Why Horizontal Clearance Is Important In Seismic Rack Installations
By MHI Industry Group, RMI (Rack Manufactures Institute)
When an earthquake happens, the ground moves. And, shortly thereafter, any vertical structures on top of the shaking ground move too. That includes both the walls and support columns of a warehouse, and the storage rack inside those structures. In order to increase the safety of any persons in the proximity of the rack—and to minimize damage to the rack or the building by preventing the two from colliding and causing a potential damage or collapse during a strong earthquake—RMI’s ANSI MH16.1-2012: Specification for the Design, Testing and Utilization of Industrial Steel Storage Racks requires a certain amount of horizontal clearance (also called seismic separation) between the two.
As detailed in Section 2.6.6 of RMI/ANSI MH16.1-2012, there must be a seismic separation between the rack and the building components within facilities in geographic regions Design Category D or higher on a scale of A to F (as designated by Seismic Design Categories determined from the building codes). The amount of separation is determined by a series of engineering calculations performed during the initial racking system design phase.
Based on the installation’s location, a professional rack design engineer can estimate how much the rack and building structures are each going to move during a seismic event. The outcome of those calculations determines a safe separation distance from the building’s structural columns for placement of the rack system.

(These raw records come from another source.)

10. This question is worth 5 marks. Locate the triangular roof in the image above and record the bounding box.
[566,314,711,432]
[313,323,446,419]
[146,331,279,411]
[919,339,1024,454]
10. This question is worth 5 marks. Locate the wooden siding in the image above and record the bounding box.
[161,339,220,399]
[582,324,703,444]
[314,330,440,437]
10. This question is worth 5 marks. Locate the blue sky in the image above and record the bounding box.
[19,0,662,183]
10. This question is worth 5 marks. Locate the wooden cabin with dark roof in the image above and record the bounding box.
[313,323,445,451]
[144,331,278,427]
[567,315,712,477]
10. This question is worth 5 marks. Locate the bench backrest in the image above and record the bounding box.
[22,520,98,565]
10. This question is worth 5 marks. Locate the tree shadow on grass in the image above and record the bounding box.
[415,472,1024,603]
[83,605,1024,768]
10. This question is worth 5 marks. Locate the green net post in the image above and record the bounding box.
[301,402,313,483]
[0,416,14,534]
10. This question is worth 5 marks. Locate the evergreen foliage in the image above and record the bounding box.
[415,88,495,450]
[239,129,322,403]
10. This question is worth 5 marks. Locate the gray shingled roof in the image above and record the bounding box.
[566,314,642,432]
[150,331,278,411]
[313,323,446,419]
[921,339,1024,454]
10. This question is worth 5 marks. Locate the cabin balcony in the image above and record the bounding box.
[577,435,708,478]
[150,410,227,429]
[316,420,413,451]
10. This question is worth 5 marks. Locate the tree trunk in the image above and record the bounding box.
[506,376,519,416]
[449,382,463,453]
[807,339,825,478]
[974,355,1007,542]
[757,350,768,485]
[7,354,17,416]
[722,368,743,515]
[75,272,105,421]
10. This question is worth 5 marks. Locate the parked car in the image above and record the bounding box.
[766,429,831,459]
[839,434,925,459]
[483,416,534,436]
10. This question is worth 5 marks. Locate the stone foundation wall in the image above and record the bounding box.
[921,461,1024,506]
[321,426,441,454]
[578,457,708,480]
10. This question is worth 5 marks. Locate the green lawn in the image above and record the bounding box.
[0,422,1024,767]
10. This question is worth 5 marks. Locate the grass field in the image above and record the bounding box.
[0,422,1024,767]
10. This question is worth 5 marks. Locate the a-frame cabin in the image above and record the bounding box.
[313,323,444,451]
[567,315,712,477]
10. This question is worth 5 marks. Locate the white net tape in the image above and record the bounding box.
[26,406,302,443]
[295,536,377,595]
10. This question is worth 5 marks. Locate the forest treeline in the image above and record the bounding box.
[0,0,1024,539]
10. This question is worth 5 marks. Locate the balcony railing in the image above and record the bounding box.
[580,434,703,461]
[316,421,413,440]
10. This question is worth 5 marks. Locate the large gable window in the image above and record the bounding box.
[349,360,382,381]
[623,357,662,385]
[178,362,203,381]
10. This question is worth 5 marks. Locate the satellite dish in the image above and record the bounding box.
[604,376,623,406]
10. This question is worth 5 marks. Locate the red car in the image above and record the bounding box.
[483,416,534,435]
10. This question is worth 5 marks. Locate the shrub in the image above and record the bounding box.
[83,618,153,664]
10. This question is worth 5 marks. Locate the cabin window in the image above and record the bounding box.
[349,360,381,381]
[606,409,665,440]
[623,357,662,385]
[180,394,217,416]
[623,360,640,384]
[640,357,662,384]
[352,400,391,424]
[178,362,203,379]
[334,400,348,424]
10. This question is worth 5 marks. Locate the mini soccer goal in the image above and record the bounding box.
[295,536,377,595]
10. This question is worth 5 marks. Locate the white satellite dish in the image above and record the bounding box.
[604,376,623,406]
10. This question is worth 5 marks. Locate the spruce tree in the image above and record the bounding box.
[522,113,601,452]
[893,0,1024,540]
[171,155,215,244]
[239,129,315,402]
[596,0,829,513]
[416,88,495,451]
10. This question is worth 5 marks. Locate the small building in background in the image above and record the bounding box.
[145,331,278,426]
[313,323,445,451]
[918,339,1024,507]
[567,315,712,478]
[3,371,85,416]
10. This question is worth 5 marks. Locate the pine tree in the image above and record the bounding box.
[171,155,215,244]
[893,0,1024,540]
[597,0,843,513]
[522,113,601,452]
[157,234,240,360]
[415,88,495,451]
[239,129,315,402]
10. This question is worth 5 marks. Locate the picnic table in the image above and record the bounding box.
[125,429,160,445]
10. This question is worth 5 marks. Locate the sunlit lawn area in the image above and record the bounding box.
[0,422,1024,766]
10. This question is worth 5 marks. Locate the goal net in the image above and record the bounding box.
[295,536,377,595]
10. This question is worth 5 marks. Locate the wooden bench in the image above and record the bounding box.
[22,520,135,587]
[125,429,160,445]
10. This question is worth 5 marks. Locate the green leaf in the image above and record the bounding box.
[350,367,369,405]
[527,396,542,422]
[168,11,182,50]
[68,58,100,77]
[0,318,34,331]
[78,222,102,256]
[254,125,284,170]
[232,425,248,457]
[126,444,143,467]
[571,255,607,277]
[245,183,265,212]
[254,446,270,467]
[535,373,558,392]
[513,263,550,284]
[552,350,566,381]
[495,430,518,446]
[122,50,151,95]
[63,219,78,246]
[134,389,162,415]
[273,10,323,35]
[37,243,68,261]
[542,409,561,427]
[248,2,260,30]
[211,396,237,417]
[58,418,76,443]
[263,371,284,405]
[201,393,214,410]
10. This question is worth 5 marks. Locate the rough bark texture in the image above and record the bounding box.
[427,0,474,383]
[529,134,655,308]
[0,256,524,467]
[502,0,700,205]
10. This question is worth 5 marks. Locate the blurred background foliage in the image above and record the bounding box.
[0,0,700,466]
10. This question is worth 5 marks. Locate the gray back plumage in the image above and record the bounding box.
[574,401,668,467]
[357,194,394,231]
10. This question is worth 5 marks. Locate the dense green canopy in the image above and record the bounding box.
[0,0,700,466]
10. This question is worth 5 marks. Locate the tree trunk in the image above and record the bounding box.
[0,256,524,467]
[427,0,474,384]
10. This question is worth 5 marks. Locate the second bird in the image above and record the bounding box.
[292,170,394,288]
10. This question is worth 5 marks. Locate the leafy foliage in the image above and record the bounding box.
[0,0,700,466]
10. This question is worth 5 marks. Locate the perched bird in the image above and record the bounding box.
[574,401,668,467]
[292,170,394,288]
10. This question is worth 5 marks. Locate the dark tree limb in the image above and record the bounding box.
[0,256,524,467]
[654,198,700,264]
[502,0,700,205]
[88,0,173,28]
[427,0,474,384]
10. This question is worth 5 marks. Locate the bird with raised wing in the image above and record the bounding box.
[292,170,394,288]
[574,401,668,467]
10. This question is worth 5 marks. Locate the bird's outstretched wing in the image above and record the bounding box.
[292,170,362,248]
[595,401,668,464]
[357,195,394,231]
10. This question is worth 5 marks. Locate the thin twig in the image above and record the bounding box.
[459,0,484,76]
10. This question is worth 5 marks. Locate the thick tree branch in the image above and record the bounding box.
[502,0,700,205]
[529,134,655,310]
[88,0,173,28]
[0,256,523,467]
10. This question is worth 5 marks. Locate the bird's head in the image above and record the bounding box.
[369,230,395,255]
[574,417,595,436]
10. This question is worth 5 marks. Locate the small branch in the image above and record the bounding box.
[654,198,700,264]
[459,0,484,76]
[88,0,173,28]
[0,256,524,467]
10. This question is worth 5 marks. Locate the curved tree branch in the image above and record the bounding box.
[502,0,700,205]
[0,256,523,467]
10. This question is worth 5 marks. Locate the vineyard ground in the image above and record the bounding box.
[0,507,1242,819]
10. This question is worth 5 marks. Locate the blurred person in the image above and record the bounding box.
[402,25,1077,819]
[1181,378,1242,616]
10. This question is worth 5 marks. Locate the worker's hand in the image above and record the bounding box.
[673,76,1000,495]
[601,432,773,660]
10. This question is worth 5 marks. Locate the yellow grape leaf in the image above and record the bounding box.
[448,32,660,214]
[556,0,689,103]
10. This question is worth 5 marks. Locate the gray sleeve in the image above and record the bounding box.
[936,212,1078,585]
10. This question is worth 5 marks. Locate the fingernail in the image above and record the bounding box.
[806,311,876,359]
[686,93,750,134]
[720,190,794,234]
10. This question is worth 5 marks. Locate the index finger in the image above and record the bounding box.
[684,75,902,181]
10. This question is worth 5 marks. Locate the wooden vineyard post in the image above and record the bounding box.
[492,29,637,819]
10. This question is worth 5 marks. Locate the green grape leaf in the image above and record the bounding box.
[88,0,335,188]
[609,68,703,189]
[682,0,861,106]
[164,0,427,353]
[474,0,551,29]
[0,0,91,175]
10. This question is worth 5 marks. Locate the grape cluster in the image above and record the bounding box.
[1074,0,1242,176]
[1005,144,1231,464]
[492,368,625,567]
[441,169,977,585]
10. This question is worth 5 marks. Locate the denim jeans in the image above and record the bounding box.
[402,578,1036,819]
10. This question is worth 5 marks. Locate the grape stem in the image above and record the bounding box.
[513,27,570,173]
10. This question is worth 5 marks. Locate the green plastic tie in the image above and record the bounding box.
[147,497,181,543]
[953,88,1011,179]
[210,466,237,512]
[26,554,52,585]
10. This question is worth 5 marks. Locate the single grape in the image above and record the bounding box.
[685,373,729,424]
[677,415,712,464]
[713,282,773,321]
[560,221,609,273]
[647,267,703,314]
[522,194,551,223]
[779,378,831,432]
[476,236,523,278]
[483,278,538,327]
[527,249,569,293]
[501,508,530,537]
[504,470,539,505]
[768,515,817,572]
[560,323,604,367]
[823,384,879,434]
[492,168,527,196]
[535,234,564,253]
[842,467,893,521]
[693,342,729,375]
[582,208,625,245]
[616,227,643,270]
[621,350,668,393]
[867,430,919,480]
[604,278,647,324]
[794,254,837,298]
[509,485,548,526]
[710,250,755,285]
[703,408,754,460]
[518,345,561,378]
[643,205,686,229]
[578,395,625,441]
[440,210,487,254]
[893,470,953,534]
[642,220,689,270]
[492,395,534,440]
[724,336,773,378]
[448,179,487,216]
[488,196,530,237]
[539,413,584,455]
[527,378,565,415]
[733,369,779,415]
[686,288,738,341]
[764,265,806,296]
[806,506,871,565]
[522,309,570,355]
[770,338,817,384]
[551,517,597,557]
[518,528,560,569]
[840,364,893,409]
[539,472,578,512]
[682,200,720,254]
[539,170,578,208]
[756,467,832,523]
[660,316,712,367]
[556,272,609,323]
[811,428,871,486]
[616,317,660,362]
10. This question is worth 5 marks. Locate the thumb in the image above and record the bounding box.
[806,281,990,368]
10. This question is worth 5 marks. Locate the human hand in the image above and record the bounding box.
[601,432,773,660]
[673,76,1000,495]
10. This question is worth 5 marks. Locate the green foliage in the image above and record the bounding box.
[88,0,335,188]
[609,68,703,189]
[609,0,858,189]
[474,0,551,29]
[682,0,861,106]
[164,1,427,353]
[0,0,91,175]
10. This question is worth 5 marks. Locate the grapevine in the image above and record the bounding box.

At a maximum, the rack bays and building columns should be separated by a distance equivalent to 5% of the rack height in the more flexible down-aisle (parallel to the storage rack shelf beams) direction, and 2% of the rack height in the cross-aisle (perpendicular to the rack access openings) direction. This essentially creates an oval of empty space around each building column, minimizing the risk of it being impacted by a rack during an earthquake and increasing the structural safety of the facility and the personal safety of its occupants.